An escrow is an arrangement in which a disinterested third party, usually the title company, holds legal documents and funds on behalf of the buyer, seller, and lender, and distributes them according to the buyers, sellers, and lender’s instructions. An escrow is convenient for all involved because each party can move forward separately but simultaneously in providing inspections, reports, loan commitments and funds, documents, and many other items, using the escrow holder as the central depositing point.
The escrow agent is responsible for processing and coordinating the flow of documents and funds, keeping all parties informed of progress, responding to the lenders requirements, coordinating legal document preparation and title work, prorating taxes and other items, preparing the final settlement statement of closing for each party, obtaining proper approval of documents and proper signatures, disbursing funds for title insurance, real estate commissions, line clearances, etc., and recording the deed and other documents.
Escrow payment is the common term referring to the portion of a that is designated to pay for real property taxes and hazard insurance. It is an amount “over and above” the principal and interest portion of a mortgage payment. Since the escrow payment is used to pay taxes and insurance, it is referred to as “T&I”, while the mortgage payment consisting of principal and interest is called “P&I”. The sum total of all elements is then referred to as “PITI”, for “Principal, Interest, Tax, and Insurance”. Some mortgage companies require customers to maintain an escrow account that pays the property taxes and hazard insurance. Others offer it as an option for customers. Some types of loans, most notably Federal Housing Administration (FHA) loans, require the lender to maintain an escrow account for the life of the loan.
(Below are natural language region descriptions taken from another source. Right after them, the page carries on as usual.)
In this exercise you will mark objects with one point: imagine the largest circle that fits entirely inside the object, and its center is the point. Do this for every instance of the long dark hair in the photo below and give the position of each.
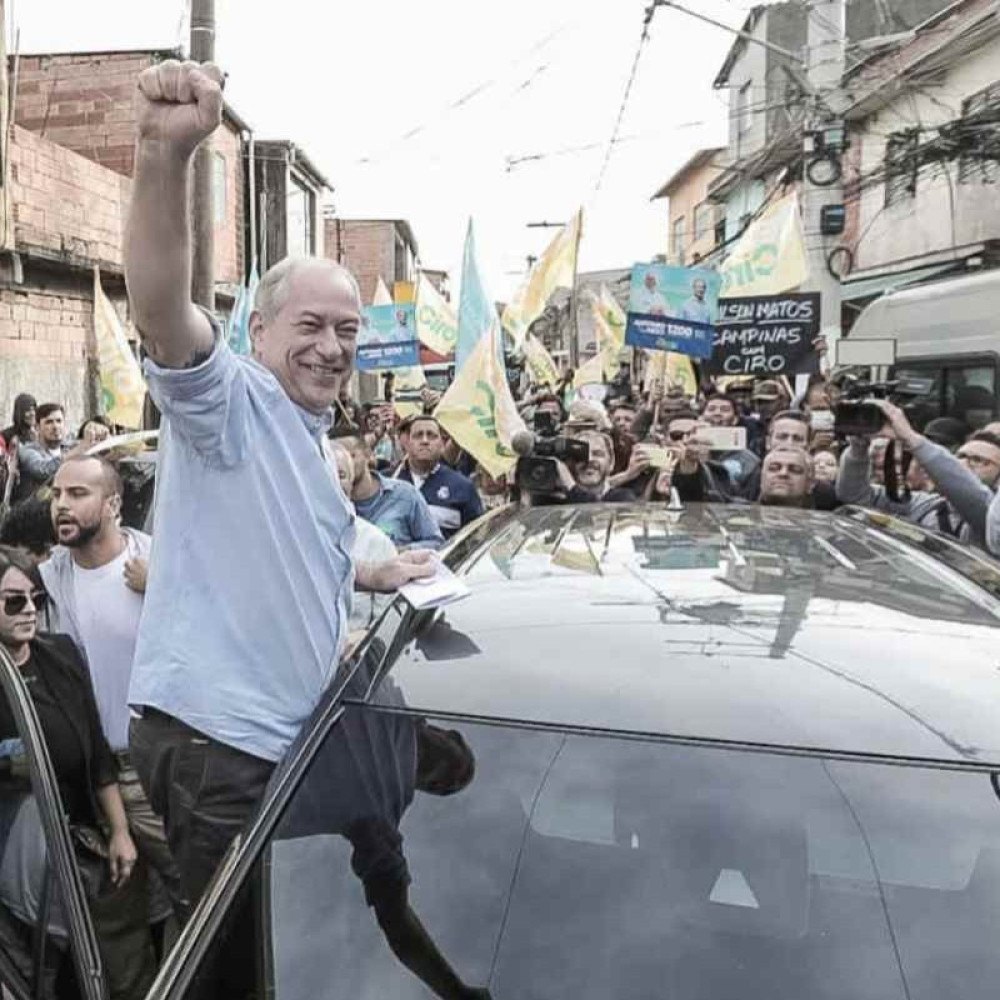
(22, 403)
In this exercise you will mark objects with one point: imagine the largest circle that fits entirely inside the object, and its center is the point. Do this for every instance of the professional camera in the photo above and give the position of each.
(856, 416)
(536, 470)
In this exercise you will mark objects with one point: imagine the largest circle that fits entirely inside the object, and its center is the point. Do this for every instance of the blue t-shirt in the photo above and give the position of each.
(250, 573)
(451, 497)
(400, 511)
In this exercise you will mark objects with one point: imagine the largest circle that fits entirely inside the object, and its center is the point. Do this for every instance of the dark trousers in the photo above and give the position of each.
(205, 792)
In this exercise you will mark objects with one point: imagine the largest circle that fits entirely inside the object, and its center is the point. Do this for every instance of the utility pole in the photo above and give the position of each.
(203, 220)
(825, 141)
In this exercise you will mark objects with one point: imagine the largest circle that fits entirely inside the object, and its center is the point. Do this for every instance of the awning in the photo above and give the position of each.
(867, 288)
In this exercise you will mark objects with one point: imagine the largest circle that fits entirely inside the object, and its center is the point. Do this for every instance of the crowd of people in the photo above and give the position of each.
(171, 677)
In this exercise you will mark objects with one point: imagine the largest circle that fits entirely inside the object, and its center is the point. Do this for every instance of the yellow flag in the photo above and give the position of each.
(590, 372)
(479, 412)
(382, 296)
(556, 268)
(539, 361)
(122, 385)
(770, 257)
(437, 322)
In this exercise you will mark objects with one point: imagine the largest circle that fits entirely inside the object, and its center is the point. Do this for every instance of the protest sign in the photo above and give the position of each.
(673, 309)
(388, 338)
(766, 335)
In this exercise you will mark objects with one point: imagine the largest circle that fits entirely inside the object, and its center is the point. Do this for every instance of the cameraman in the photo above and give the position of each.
(965, 482)
(587, 482)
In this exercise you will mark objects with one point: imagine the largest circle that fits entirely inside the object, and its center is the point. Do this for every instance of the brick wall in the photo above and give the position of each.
(65, 206)
(366, 248)
(85, 102)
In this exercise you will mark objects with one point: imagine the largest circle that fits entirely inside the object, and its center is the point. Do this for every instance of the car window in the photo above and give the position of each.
(46, 938)
(424, 857)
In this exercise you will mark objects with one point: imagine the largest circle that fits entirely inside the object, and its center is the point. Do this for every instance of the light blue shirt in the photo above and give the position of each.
(250, 574)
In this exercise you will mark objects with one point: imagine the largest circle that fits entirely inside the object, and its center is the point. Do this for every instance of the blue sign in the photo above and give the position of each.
(388, 338)
(673, 309)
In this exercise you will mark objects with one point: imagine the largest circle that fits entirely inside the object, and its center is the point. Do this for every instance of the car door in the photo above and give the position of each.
(46, 935)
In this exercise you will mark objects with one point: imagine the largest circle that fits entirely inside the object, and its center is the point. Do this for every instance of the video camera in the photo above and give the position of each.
(539, 450)
(856, 416)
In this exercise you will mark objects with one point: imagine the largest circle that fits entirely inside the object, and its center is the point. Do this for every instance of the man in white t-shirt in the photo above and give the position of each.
(95, 579)
(371, 545)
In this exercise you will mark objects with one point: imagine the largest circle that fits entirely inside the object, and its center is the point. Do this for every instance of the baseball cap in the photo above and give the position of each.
(768, 389)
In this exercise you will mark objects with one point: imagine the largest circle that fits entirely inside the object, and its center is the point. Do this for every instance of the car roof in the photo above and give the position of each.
(784, 628)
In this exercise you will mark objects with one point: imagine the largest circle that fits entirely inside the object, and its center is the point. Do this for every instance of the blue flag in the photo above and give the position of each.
(238, 329)
(477, 314)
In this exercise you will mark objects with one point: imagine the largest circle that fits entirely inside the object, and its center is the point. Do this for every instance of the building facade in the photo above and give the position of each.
(694, 218)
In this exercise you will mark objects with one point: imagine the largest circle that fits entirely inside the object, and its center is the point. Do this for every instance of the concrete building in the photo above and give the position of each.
(696, 222)
(924, 163)
(373, 249)
(84, 101)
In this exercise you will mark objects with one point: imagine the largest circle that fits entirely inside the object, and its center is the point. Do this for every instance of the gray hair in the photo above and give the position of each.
(272, 292)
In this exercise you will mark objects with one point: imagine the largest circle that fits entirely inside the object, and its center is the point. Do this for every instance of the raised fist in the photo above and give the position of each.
(179, 104)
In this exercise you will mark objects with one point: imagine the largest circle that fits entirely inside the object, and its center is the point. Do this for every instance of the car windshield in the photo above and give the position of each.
(422, 857)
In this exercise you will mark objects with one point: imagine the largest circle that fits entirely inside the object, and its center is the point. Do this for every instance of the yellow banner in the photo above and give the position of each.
(556, 268)
(479, 412)
(539, 362)
(122, 386)
(770, 257)
(437, 322)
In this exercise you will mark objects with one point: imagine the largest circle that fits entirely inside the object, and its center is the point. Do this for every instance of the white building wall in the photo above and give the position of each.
(912, 227)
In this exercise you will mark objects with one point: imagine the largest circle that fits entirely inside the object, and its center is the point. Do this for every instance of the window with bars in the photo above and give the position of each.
(980, 120)
(901, 164)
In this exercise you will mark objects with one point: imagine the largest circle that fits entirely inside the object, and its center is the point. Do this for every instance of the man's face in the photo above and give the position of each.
(982, 460)
(719, 413)
(785, 433)
(309, 345)
(592, 474)
(359, 458)
(621, 419)
(425, 444)
(785, 478)
(81, 506)
(52, 430)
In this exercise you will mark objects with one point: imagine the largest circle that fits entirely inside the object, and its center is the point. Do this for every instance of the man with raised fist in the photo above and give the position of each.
(246, 606)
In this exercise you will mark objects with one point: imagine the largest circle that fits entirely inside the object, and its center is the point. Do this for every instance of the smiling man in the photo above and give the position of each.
(251, 573)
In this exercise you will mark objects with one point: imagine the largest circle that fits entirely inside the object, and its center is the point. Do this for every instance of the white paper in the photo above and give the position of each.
(436, 591)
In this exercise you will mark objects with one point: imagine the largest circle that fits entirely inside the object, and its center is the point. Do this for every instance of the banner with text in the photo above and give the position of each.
(766, 335)
(673, 309)
(388, 338)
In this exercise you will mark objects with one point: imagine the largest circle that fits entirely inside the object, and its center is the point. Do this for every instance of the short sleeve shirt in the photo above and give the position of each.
(250, 573)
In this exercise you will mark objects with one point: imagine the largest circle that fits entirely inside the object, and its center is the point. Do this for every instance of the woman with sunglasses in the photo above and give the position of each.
(85, 769)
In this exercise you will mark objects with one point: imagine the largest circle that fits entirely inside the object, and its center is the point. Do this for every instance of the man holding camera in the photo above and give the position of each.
(965, 481)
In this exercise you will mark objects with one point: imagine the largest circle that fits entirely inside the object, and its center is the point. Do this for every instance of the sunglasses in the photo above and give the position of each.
(14, 604)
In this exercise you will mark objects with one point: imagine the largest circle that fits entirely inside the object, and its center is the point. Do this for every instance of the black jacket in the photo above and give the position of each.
(59, 665)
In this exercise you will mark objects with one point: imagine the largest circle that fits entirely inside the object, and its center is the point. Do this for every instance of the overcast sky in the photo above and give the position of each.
(368, 90)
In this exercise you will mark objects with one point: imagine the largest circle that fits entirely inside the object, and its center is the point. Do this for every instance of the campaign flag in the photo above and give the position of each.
(673, 309)
(381, 296)
(437, 324)
(556, 268)
(238, 327)
(122, 386)
(769, 335)
(539, 361)
(479, 412)
(770, 257)
(477, 315)
(388, 338)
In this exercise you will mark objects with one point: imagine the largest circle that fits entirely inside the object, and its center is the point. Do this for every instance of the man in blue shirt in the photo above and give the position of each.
(251, 571)
(397, 508)
(451, 497)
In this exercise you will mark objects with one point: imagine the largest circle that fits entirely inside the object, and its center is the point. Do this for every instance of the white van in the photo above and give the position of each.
(948, 331)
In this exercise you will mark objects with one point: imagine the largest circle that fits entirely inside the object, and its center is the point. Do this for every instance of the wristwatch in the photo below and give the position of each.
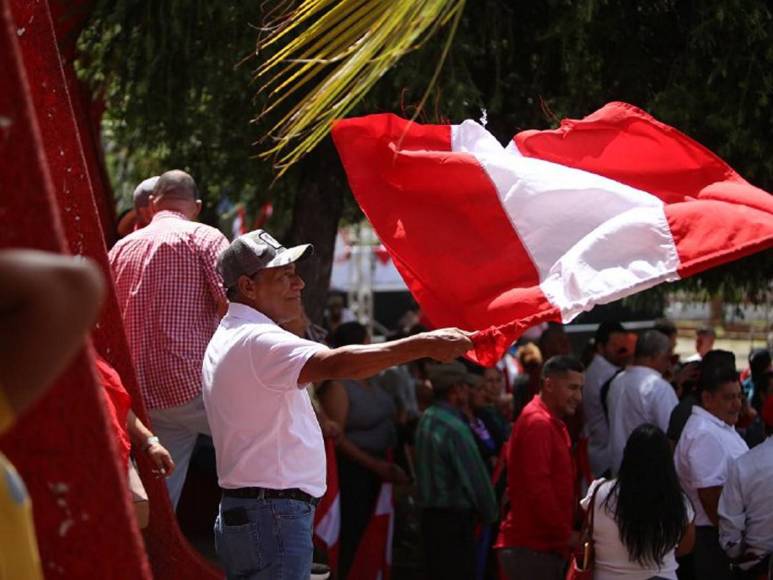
(149, 442)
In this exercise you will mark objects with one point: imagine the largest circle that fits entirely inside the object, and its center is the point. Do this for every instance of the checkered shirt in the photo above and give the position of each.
(168, 292)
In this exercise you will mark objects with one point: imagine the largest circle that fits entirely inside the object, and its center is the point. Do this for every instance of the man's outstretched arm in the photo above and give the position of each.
(363, 361)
The monthly escrow payment is calculated by taking the total of all anticipated tax and insurance disbursements for the coming year, and dividing that number by 12. In addition, if the mortgage company requires a minimum in the escrow account (usually no more than double the monthly escrow payment), they may add on a shortage adjustment so that the balance never falls below the minimum balance requirement. If, even at its lowest point, the escrow account has a projected balance greater than the minimum balance requirement, federal guidelines—the Real Estate Settlement Procedures Act of 1973 —require that the mortgage company refund the difference to the customer.